Conclusion: The Fable Told a Story of Nothingness
Fable, that word from Latin meaning "a story told."
During these four days, Fable 5 was indeed told. It's just that no one expected it to be the most short-lived protagonist in its own story.
Within 96 hours, it unlocked a breathtaking set of "achievements":
On launch day, it was the center of global attention, hailed as the strongest public model in AI history; on the second day, it was exposed for "secret sabotage," forcing Anthropic to apologize and roll it back overnight; on the third day, Microsoft announced an internal ban, and the data policy sparked a trust crisis on the enterprise side; on the fourth day, the US government issued an order, forcing it offline globally.

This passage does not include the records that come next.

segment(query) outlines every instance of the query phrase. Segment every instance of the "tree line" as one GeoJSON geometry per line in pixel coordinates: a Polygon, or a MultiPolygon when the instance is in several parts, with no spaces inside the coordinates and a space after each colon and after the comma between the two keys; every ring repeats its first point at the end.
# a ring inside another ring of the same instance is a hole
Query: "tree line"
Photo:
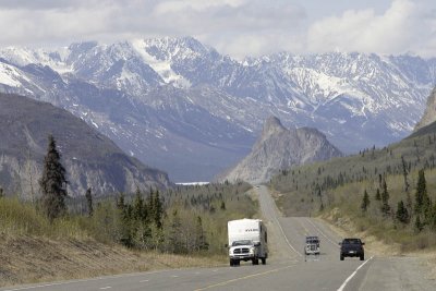
{"type": "Polygon", "coordinates": [[[136,250],[221,254],[227,220],[256,214],[244,183],[179,185],[165,192],[137,189],[106,197],[94,197],[88,189],[83,197],[69,197],[66,172],[52,135],[38,182],[41,196],[32,206],[53,227],[70,221],[99,242],[136,250]]]}

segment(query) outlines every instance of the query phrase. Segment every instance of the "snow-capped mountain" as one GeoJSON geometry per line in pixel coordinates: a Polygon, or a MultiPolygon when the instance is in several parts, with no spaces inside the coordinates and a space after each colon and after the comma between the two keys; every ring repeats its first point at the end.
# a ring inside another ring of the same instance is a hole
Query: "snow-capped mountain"
{"type": "Polygon", "coordinates": [[[341,156],[316,129],[286,129],[280,120],[270,117],[250,155],[234,168],[218,174],[216,180],[266,183],[280,170],[341,156]]]}
{"type": "Polygon", "coordinates": [[[175,181],[209,180],[245,156],[263,121],[322,131],[344,153],[408,135],[436,59],[363,53],[237,61],[191,37],[0,49],[0,89],[81,117],[175,181]]]}

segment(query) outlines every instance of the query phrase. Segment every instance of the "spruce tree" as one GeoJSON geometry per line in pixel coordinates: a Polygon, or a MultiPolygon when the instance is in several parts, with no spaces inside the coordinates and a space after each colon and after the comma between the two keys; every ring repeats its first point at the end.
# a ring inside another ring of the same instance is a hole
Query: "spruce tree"
{"type": "Polygon", "coordinates": [[[425,181],[424,170],[417,173],[417,184],[415,192],[415,214],[420,215],[424,211],[424,203],[427,196],[427,185],[425,181]]]}
{"type": "Polygon", "coordinates": [[[50,221],[62,216],[66,197],[65,169],[61,163],[61,155],[56,147],[55,137],[48,136],[47,155],[44,158],[43,177],[39,186],[43,192],[41,206],[50,221]]]}
{"type": "Polygon", "coordinates": [[[94,207],[93,207],[93,195],[90,193],[90,187],[88,187],[86,190],[86,194],[85,194],[85,198],[86,198],[86,203],[88,205],[88,216],[93,216],[94,214],[94,207]]]}
{"type": "Polygon", "coordinates": [[[380,194],[380,190],[378,187],[377,187],[377,192],[375,193],[375,199],[382,201],[382,194],[380,194]]]}
{"type": "Polygon", "coordinates": [[[174,209],[172,211],[172,219],[170,225],[170,232],[168,238],[168,248],[175,254],[180,254],[184,252],[183,242],[182,242],[182,220],[178,214],[178,210],[174,209]]]}
{"type": "Polygon", "coordinates": [[[404,203],[402,201],[398,203],[396,218],[402,223],[409,223],[409,211],[408,208],[404,207],[404,203]]]}
{"type": "Polygon", "coordinates": [[[156,191],[155,197],[153,199],[154,203],[154,220],[155,225],[158,229],[162,228],[162,216],[164,216],[164,206],[160,201],[159,190],[156,191]]]}
{"type": "Polygon", "coordinates": [[[133,203],[133,217],[135,220],[145,220],[144,199],[140,189],[136,189],[135,201],[133,203]]]}
{"type": "Polygon", "coordinates": [[[199,216],[197,216],[197,222],[195,226],[195,248],[196,251],[206,251],[209,248],[209,244],[206,242],[206,237],[203,229],[203,221],[199,216]]]}
{"type": "Polygon", "coordinates": [[[417,232],[420,232],[420,231],[422,231],[423,229],[424,229],[424,226],[423,226],[423,223],[421,222],[420,216],[417,215],[417,216],[416,216],[416,219],[415,219],[415,230],[416,230],[417,232]]]}
{"type": "Polygon", "coordinates": [[[383,180],[383,192],[382,192],[382,213],[384,216],[389,216],[390,205],[389,205],[389,192],[386,184],[386,180],[383,180]]]}
{"type": "Polygon", "coordinates": [[[367,194],[366,189],[365,189],[365,191],[363,193],[362,204],[361,204],[361,209],[363,213],[366,213],[367,207],[370,206],[370,203],[371,203],[370,195],[367,194]]]}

This is a story where only four days separated godhood from a ban.
Anthropic is currently striving to restore access as soon as possible. The company stated that it believes there is a misunderstanding and is working to restore access quickly. It simultaneously maintains confidence in Fable 5's safety protection architecture, noting that no tester has discovered a universal jailbreak method capable of broadly bypassing the model's defenses.
But the story of "Fable 5 coming back online" has yet to be told.
Deeper questions also remain unresolved: when a company publicly releases its most powerful product, and the government can take it offline globally within 72 hours citing "national security" — this boundary of power must now be factored into the release risk models of every AI company. Future AI releases are no longer just a technical issue, but a geopolitical one.
And the other meaning of the word Fable should not be forgotten: it can also refer to a "fable" — a fictional story with a moral lesson.
What the lesson is this time, is left for the reader to judge.